And for Philip Pullman, it isn’t because it is hitting him in the pocket book:
Philip Pullman, crusader for atheism? Not when it might hurt him at the box office.
The problem with Philip Pullman is not that his kids’ books sometimes peddle subversive propaganda but that he seems to shift his position to suit the occasion.
Last week he was all over the papers insisting that the film The Golden Compass, which is an adaptation of part of his series of books, His Dark Materials, absolutely does not attract children to atheism. This despite the fact that he has been quoted as saying on the record that he is “trying to undermine the basis of Christian belief” and that he says currently on his website that he is an “enemy” of organised religion. He is, by the by, a leading light in Humanist circles (although he did read a lesson at one of his children’s church weddings).

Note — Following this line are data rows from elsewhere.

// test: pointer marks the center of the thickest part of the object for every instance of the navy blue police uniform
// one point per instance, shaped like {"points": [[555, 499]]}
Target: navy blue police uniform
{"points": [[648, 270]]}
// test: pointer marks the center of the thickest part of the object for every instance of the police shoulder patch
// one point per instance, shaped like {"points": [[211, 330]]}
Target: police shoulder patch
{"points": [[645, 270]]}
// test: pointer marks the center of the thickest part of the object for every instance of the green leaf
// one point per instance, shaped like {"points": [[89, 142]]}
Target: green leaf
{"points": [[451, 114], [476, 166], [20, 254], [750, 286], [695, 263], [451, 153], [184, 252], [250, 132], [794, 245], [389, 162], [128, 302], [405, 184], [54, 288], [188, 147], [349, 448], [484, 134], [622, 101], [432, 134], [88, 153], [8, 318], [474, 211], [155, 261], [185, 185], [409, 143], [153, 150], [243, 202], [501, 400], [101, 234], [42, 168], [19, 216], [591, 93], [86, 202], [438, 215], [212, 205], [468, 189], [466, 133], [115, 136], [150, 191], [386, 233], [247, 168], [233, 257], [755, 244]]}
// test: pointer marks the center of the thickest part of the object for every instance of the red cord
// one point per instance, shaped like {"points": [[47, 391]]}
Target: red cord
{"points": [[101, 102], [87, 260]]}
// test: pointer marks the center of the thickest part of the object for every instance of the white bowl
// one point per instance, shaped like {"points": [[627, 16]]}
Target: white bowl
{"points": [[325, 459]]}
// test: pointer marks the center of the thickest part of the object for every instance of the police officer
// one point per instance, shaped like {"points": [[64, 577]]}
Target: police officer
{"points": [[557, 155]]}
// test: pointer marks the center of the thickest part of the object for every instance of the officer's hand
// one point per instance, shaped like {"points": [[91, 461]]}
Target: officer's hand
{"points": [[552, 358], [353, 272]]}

The reason for his proclamation that the film doesn’t attract children to atheism isn’t known, but it’s notable that it comes shortly after the news that the rest of his books are not going to be filmed on account of bad box office takings… largely thanks to its boycott in America by religious types.
Back when Pullman was branding himself an atheist crusader, he admitted that he knew the controversy would lead to media coverage and that in turn brings book sales… But now he seems to be trying to have it all un-said when that same controversy leads, as in the case of the film, to a decline in profitability.
Watch out, Philip. You run the risk of appearing simply mercenary: neither a warrior for Humanism nor a simple story-telling artist, but a wind-up merchant and peddler of anything that’ll sell. That can’t be right, can it?
Dostoevsky was right, for atheists anything is permitted; self interest is all there is.